Pour cette 16e édition du Prix Ulysse, l’Association pour le retournement des entreprises (ARE) a récompensé Supratec, groupe français de distribution et production de composants industriels. Retour sur un rebond remarquable, récompensant la souveraineté et la réindustrialisation de l’économie française.

Une nouvelle édition haute en couleur ! La concurrence était rude ce lundi 16 mars pour obtenir le précieux sésame. Décerné par Céline Domenget-Morin, nouvelle présidente de l’ARE, il distingue des structures qui, comme Ulysse il y a 3000 ans, ont bravé vents et marées — avant de renouer avec le sens et le succès qu’elles méritent.

Étaient présent sur scène Guillaume Linton, président du groupe Asia, spécialisé dans l’organisation de voyage vers l’Asie, le Pacifique et le Moyen-Orient, Sébastien Longelin, président de Sigmaphi, producteur d’électroaimants destiné à la santé et à l’énergie nucléaire et enfin Yoann Hébert, président de Supratec, qui a fini par l’emporter.

Pandémie transformée en opportunité

Comme d’autres entreprises industrielles, Supatrec a été frappée de plein fouet par la pandémie du Covid-19. En plus d’entraîner de fortes tensions de trésorerie, les difficultés de la chaîne d’approvisionnement et l’effondrement du marché aéronautique ont creusé la dette du groupe, qui atteignait déjà 3 millions d’euros en 2019.

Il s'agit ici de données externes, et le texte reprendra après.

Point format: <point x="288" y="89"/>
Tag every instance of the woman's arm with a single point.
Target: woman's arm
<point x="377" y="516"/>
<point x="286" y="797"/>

Pour se sauver, l’entreprise fondée en 1962 a recentré son activité en mettant fin aux activités non rentables comme l’ingénierie, et a mis l’accent sur son cœur historique avec la distribution et la production de solutions industrielles. La société a aussi rationnalisé ses coûts pour optimiser son fonctionnement et accélérer sa digitalisation. Enfin, le redressement reposant avant tout sur l’engagement des équipes, Supratec a réussi à trouver un accord de collaboration collective afin d’impliquer l’ensemble de ses effectifs dans son sauvetage, malgré les aléas de la crise.

Pour se sauver, l’entreprise fondée en 1962 a recentré son activité en mettant fin aux activités non rentables comme l’ingénierie, et a mis l’accent sur son cœur historique avec la distribution et la production de solutions industrielles

Le financement dans les opérations de restructurations fait aussi souvent figure d’épouvantail. La famille fondatrice du groupe a consenti à une augmentation de capital de 3,5 millions d’euros et en 2021, le fonds de retournement Noé Industries est entré à son actionnariat pour participer au financement de ce changement de cap.

Finances saines et ambitions internationales

Cinq ans plus tard, Supratrec a renoué avec la stabilité. L’entreprise réalise 63 millions d’euros de chiffres d’affaires, dont un tiers à l’international – contre 35 millions d’euros en 2020 – et compte 130 collaborateurs. La structure a pu financer l’acquisition d’Aero Equipements en 2024 pour consolider sa position dans le secteur et surtout son implantation en Asie. Cette réussite valide la transformation humaine et stratégique de la société pour concilier création de valeur et préservation de l’emploi dans l’un des secteurs clés de l’économie française.  

Preuve de la solidité de leur activité, les dirigeants et la famille fondatrice ont repris les commandes du groupe et ont permis au fonds de réaliser un très beau multiple de sorties, avant de regarder vers l’avenir avec de grandes ambitions.

En béquille lors de son passage sur scène pour recevoir le Prix Ulysse, Yoann Hébert, président de Supratec, illustrait selon ses mots : "la capacité de son entreprise à tomber et à se relever pour sortir de la crise et concilier performance économique et responsabilité sociale. " Un succès vital pour le tissu industriel français, qu’il conviendra de suivre durant les prochaines années.